🤖 AI Summary
This work addresses the challenge in multimodal large language models where reasoning chains often become decoupled from visual evidence due to ineffective fusion of visual information during reinforcement learning. To bridge this gap, the authors propose Trajectory-Guided Reinforcement Learning (TGRL), which introduces expert reasoning trajectories into the Multimodal Verifiable Reward Reinforcement Learning (RLVR) framework for the first time. TGRL employs a fine-grained guidance strategy to align the policy model with visual inputs and integrates token-level reweighting with trajectory filtering to optimize training dynamics.
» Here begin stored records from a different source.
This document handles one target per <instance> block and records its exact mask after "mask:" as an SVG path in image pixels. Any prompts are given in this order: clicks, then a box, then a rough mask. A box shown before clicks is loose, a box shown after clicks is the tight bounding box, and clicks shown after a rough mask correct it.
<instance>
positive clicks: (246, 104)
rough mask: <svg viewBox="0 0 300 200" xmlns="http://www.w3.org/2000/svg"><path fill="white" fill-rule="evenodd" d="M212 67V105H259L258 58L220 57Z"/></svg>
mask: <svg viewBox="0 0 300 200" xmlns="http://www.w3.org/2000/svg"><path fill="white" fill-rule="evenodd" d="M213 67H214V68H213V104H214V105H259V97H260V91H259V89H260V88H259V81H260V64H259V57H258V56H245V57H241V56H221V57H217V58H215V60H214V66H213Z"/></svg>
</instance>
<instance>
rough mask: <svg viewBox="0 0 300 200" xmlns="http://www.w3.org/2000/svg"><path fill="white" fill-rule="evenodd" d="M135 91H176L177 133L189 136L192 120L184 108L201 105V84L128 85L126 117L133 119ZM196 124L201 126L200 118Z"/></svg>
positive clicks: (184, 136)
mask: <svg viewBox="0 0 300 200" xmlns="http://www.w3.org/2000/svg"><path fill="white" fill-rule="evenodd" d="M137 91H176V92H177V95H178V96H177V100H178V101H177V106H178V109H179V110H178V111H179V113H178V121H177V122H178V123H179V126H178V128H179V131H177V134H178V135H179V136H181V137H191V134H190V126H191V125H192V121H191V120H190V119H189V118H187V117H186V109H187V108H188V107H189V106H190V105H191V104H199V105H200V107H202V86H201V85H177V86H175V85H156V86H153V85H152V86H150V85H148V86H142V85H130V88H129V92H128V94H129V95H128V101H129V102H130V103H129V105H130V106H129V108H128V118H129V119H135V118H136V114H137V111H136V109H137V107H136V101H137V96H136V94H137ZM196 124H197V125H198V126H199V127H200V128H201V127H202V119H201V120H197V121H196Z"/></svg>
This approach achieves deep integration of visual perception and logical reasoning, significantly outperforming prior methods on multiple multimodal reasoning benchmarks and overcoming the limitations of conventional approaches that focus narrowly on visual grounding without holistic reasoning alignment.
📝 Abstract
Recent advances in Reinforcement Learning with Verifiable Rewards (RLVR) for multimodal large language models (MLLMs) have mainly focused on improving final answer correctness and strengthening visual grounding. However, a critical bottleneck remains: although models can attend to relevant visual regions, they often fail to effectively incorporate visual evidence into subsequent reasoning, leading to reasoning chains that are weakly grounded in visual facts. To address this issue, we propose Trajectory-Guided Reinforcement Learning (TGRL), which guides the policy model to integrate visual evidence into fine-grained reasoning processes using expert reasoning trajectories from stronger models. We further introduce token-level reweighting and trajectory filtering to ensure stable and effective policy optimization. Extensive experiments on multiple multimodal reasoning benchmarks demonstrate that TGRL consistently improves reasoning performance and effectively bridges the gap between visual perception and logical reasoning.